Cultuurcentrum Brugge

Elke Desutter 
beeldend kunstenaar

TO CRACK A SMILE / CRAQUELÉ


“Wat mensen verbergen, dat heeft iets moois”


Ik ben al sinds mijn vijftiende met kunst bezig, ik startte op de academie in Brugge. Het was niet mijn eerste ambitie om kunstenaar te worden, maar als klein meisje hield ik er wel van om dingen uit elkaar te halen en terug samen te brengen. Prutsen, zoals ze zeggen. Ook dat is een deel van het creatieproces. Dat je dingen uit elkaar haalt en weer samenbrengt. Dat je wasco’s slijpt en met het slijpsel iets doet. 

Het menselijk lichaam heeft me altijd gefascineerd. Ik beschouw het als een object. Als we een persoon zien in een video of in een werk, herkennen we dat als een lichaam. We identificeren onszelf ermee, zoeken herkenningspunten. Net dat probeer ik anders te doen: ik vertrek van de materie, het object, en maak er iets nieuws van. De kern van mijn werk is niet ‘body positivity’, al zit het er wel een stuk in verweven. Het menselijke facet is belangrijk, net als het deseksualiseren van een lichaam. Ik probeer het vooral als een hoop vlees te zien. Wat mensen doorgaans verbergen, dat heeft iets moois. Texturen en littekens vertellen iets over de levensweg van je lichaam. Een litteken is deel van de processen die je doormaakt.


Brugge


Brugge heeft me heel veel kansen geboden. Doordat ik op de academie zat, ben ik in de Passage beland en is het verhaal met de lichaamsdelen begonnen. Dat betekent ontzettend veel voor mij.

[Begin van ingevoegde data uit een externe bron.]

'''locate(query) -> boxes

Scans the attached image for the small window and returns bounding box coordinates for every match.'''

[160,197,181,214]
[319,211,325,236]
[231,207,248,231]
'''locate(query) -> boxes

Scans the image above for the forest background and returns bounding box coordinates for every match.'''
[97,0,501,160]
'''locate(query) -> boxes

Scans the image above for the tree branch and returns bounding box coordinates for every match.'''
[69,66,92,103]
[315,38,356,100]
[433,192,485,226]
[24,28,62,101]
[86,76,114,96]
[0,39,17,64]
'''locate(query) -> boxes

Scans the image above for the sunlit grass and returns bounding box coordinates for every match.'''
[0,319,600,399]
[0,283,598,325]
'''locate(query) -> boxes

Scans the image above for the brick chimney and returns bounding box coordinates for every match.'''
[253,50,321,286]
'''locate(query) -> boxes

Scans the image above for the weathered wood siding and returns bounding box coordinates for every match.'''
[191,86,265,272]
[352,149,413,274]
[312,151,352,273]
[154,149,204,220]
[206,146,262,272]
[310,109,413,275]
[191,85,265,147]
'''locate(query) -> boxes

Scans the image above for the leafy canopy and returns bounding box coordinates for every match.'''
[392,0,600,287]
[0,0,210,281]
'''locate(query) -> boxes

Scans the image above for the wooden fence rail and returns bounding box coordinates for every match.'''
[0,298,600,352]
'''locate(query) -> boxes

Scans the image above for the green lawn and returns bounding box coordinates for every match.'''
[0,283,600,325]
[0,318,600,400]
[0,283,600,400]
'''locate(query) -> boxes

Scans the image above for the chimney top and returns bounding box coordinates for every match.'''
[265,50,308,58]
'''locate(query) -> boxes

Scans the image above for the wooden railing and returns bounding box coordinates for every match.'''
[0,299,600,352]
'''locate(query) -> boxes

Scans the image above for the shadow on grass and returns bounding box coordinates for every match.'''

Via mijn werk voor Het Entrepot en De Tank ben ik ook betrokken bij de stad. Ik zie dat er veel gebeurt maar dat er ook nog veel onontgonnen terrein is. We zouden gebaat zijn met meer plaats voor kunstenaars en initiatieven, voor jongeren die zin hebben om hier te creëren. Als ik kijk naar andere steden, is die dynamiek daar groter. Maar Brugge volgt. Dat merk je aan heel wat dingen. Wat er in De Tank gebeurt, is al fantastisch. We moeten er gewoon in blijven geloven.

Wat mensen verbergen, dat heeft iets moois

 

Het menselijk lichaam heeft me altijd gefascineerd. Ik heb van bij het begin vaak mezelf gebruikt als model voor mijn werk. Ik vind de veranderingen die het menselijk lichaam doormaakt, interessant. Je merkt de evolutie bij jezelf: van kind, naar jongvolwassene, naar ‘ouder’. Vergelijk het met de bodymorfoses uit de films van David Lynch en David Cronenberg. Het zijn documenten die de grenzen van het lichaam aftasten en er iets nieuws van maken. Bij Cronenberg is dat vaak monsterlijk. Die richting ga ik niet uit, ik werk het herkenbare gewoon opnieuw uit. 

 

Je zegt dat we ons van lichamen een beeld vormen. We zien wat er niet is. Wil jij dat patroon doorbreken? 

Ik beschouw het lichaam als een object. Als we een persoon zien in een video of in een werk, herkennen we dat als een lichaam. We identificeren onszelf ermee, we zoeken herkenningspunten. Net dat probeer ik anders te doen: ik vertrek van de materie, het object, en maak er iets nieuws van. 

 

Je vertrekt van foto’s die je verknipt tot collages. Hoe kom je aan de stukken lichaam? 

In Brugge heb ik ooit een open call gedaan via het kunstlab voor het project ‘Donate Yourself’: ik vroeg aan mensen om bij mij langs te komen en een lichaamsdeel te schenken. Voor de lens, uiteraard, ik maakte er foto’s van. Ze kozen zelf wat ze wilden aanbieden en het fotograferen gebeurde 100% anoniem. Daardoor waren de kandidaten zelfs bereid om intieme delen te tonen. Of dingen waarvoor ze zich in bepaalde gevallen schaamden, zoals littekens of imperfecties. Die drempel viel weg voor het project. Sommigen doneerden behalve hun gezicht zelfs alles. Zo kon ik foto’s van meer dan tachtig modellen verzamelen. Die beelden liet ik afprinten op klein formaat, waarna ik ze begon uit te snijden. Er is een archief van gegroeid op basis van huidskleur, tinten en vormen. Daarmee leg ik de puzzel voor mijn werken. 

 

Het verhaal is zelfs internationaal gegaan. 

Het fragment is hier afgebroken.